"Stephen J. Turnbull" <stephen(a)xemacs.org> writes:
>>>>> "Ovidiu" == Ovidiu Predescu
<ovidiu(a)xemacs.org> writes:
Ovidiu> I don't think the upgrade process is that easy. I'm not an
Ovidiu> expert, but managing the public keys and all that, do
Ovidiu> require some management effort, which translates into a
Ovidiu> non-zero amount of design and code.
I don't think it _requires_ any design or code, just that maintainers
have keys and publish them.
The RedHat approach would be to simply have the XEmacs Package
Maintainer sign the packages. IMHO this will be Good Enough for quite
some time, at least compared to the alternatives.
Protecting against malicious uploads to the XEmacs CVS servers would
be the next step, but subtle philosophical problems would appear
quickly. Why would
xemacs.org trust me to not include trojan's in
mail-lib? The only trust metric I can define that would work for
distributed free software projects is extrapolation of past behaviour,
but this isn't a robust metric. For someone with long term malicious
intent, sponsoring a free software developer for 5 years and then
having him include trojan's in some packages is cheap.

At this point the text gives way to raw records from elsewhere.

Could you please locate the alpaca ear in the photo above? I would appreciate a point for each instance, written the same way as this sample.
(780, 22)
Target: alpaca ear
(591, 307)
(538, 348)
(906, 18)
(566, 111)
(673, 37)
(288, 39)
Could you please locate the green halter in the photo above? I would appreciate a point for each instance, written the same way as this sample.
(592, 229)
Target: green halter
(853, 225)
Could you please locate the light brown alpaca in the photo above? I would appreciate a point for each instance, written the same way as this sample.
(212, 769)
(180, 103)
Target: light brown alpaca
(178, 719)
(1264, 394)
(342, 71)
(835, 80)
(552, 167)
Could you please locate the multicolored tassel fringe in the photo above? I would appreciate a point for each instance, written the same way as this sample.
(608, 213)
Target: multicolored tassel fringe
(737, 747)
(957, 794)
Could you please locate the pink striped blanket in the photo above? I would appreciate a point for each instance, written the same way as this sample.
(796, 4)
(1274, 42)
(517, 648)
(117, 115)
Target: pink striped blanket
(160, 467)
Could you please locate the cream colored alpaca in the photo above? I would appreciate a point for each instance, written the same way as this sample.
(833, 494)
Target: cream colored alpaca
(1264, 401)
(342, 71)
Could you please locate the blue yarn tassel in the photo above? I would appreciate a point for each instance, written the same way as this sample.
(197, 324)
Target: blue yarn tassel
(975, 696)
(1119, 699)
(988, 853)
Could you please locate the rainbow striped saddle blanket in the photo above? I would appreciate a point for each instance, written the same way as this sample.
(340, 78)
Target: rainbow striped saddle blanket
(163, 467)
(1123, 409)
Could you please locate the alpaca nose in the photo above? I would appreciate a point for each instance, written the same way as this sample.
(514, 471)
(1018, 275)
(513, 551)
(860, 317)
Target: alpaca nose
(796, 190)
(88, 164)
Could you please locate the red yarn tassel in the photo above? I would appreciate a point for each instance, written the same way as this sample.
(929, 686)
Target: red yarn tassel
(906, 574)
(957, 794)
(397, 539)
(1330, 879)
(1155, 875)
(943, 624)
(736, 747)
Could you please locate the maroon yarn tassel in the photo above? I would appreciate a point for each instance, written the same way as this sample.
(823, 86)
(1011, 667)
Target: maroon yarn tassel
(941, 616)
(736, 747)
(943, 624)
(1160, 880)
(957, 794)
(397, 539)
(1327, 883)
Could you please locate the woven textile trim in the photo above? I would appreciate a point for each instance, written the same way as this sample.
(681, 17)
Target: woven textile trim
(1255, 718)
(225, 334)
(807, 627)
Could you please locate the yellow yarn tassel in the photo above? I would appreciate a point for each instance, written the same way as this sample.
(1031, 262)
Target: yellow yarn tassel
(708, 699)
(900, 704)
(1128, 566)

The Debian approach is more robust, requiring developers to meet in
person and sign each others keys. But it won't work if there are few
developers, and in reality just knowing who someone is doesn't prevent
that person from causing harm.
Fortunately, the threat to XEmacs is probably minuscale compared to
the various security server implementations. As long as OpenSSH and
OpenSSL is cracked every other month, attacking XEmacs is not relevant.